Invariant: After [math]i \ge 0[/math] iterations, for [math]v,w \in V[/math], [math]M(v,w)[/math] is the length of a shortest [math](v,w)[/math]-path subject to the constraint that all internal nodes of the path belong to [math]\{u_1, \ldots , u_i\}[/math].

Variant: [math]i[/math] increases by [math]1[/math].

Break condition: It is [math]i=n[/math]

Induction basis

Abstract view: For all [math]v,w \in V[/math] we set

  1. [math]M(v,v):=0, \forall v \in V[/math]
  2. [math]M(v,w):=l(v,w), (v,w) \in A[/math]
  3. [math]M(v,w):= +\infty[/math], otherwise

Implementation: Obvious.

Proof: Nothing to show.

Induction step

Abstract view: Bring [math]v_i[/math] into the game.

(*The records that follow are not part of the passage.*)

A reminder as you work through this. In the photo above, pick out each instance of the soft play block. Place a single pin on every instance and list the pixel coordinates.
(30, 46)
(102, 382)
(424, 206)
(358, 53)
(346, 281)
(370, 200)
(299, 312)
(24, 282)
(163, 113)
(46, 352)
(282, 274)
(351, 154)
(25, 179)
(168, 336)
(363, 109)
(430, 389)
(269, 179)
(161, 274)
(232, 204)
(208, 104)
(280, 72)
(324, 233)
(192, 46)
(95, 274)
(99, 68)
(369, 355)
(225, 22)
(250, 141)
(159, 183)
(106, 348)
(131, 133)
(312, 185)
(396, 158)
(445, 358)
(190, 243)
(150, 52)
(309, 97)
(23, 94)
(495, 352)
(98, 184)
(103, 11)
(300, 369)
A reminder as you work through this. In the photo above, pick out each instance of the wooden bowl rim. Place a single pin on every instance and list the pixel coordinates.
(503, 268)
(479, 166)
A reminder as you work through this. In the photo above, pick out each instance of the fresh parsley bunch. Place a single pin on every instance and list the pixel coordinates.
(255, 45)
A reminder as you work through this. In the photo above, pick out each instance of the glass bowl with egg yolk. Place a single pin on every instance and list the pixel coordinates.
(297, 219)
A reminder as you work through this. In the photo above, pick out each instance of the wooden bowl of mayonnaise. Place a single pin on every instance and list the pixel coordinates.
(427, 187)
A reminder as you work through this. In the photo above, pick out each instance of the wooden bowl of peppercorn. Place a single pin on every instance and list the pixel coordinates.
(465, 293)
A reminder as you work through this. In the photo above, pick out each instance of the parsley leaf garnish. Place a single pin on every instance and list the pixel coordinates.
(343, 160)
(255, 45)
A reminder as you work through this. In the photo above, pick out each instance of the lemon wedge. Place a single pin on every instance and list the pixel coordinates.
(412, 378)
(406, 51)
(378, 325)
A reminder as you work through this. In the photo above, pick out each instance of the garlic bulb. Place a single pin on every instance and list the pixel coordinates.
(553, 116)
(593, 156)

Implementation: For all [math]v,w\in V[/math], set [math]M^{i+1}(v,w):=\min\{M^i(v,w),M^i(v,u_i)+M^i(u_i,w)\}[/math].

Correctness: Let [math]p[/math] denote a shoortest [math](v,w[/math]-path subject to the constraint that all internal nodes are taken from [math]\{u_1, \ldots, u_n \}[/math].

  1. If [math]p[/math] does not contain [math]u_i[/math], [math]p[/math] is even a shortest [math](v,w)[/math]-path such that all internal nodes are taken from [math]\{u_1, \ldots , u_{i-1} \}[/math]. In this case, the induction hypothesis implies that the value of [math]M(v,w)[/math] immediately before the i-th iteration equals the length of [math]p[/math]. Clearly, the i-th iteration does not change the value of [math]M(v,w)[/math] in this case.
  2. On the other hand, suppose [math]p[/math] does contain [math]u_i[/math]. Due to the prefix property, the segment of [math]p[/math] from [math]v[/math] to [math]u_i[/math] and from [math]u_i[/math] to [math]w[/math] are a shortest [math](v,u_i)[/math]-path and a shortest [math](u_i,w)[/math]-path, respectively, subject to the constraint that all internal nodes are from [math]\{u_1, \ldots , u_{i-1} \}[/math]. The induction hypothesis implies that tehese lengths equal the values [math]M(v,u_i)[/math] and [math]M(u_i, w)[/math], respectively.


Statement: [math]\mathcal{O}(n^3)[/math]

Proof: The overall loop has [math]n[/math] iterations. In each iteration, we update all [math]n^2[/math] matrix entities. Each update requires a constant number of steps.